C4DM publishes a number of reference annotations, listed at http://isophonics.net/datasets/, and plans to produce more in general ongoing work. Examples to date include annotations of harmony (chords and keys), rhythm (beats and bars), and structural boundaries (e.g. verse and chorus), covering the Beatles catalogue, and a number of songs from Queen, Carole King, and Michael Jackson. These annotations are used widely in the research community for evaluating algorithms for automatic analysis of audio, including in the international MIREX evaluations (Music Information Retrieval Evaluation eXchange, www.music-ir.org/mirex).

The annotations are transcribed by expert listeners attending closely to musical recordings using interactive software such as Sonic Visualiser (www.sonicvisualiser.org), a process that takes a significant amount of time and care. Such data typically have an associated level of confidence, based on how thoroughly the results have been checked, but depending also on the intrinsic ambiguity of the musical information being described. The data are associated with specific releases of musical recordings, although these often cannot be shared for legal reasons. (To use the data, researchers must purchase the match- ing recordings using the release information supplied, such as CD and track numbers, titles and artists.)

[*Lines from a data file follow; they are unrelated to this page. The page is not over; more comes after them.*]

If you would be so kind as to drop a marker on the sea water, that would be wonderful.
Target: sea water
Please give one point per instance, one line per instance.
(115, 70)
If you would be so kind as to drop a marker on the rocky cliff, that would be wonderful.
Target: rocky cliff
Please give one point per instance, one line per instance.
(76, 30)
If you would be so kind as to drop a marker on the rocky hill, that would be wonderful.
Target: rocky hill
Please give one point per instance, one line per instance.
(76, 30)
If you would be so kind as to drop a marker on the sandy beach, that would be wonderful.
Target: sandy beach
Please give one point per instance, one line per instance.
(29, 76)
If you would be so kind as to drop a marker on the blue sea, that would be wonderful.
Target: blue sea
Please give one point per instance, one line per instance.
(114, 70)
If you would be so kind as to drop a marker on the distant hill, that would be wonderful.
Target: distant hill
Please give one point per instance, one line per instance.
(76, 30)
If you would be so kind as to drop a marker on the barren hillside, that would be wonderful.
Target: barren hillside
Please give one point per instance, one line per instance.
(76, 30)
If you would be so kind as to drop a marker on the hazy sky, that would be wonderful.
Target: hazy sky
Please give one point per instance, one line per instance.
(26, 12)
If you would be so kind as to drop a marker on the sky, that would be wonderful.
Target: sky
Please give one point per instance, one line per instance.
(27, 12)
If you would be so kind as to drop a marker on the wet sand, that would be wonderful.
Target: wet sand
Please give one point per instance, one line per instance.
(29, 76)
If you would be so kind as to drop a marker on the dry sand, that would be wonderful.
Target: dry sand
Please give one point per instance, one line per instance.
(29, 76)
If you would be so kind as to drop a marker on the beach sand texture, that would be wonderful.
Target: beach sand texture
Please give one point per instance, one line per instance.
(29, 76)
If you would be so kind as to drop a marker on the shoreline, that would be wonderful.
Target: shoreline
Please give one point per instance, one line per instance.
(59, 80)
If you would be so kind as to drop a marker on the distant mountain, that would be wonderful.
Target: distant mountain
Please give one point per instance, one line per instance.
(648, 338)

Annotation data may be updated and should be versioned; the existing published data have in some cases been updated multiple times as corrections and additions are made. This is a normal situation which must be allowed for, as human annotators can not be expected to produce perfect work.

Currently C4DM has only informal methods for describing and distributing reference annotations through its Isophonics web site. Files are simply copied to the web server with the descriptive information entered in the Drupal-based website. There is no policy for managing descriptive metadata, no properly maintained storage facility for such data, and no effective policy in place for backup or versioning.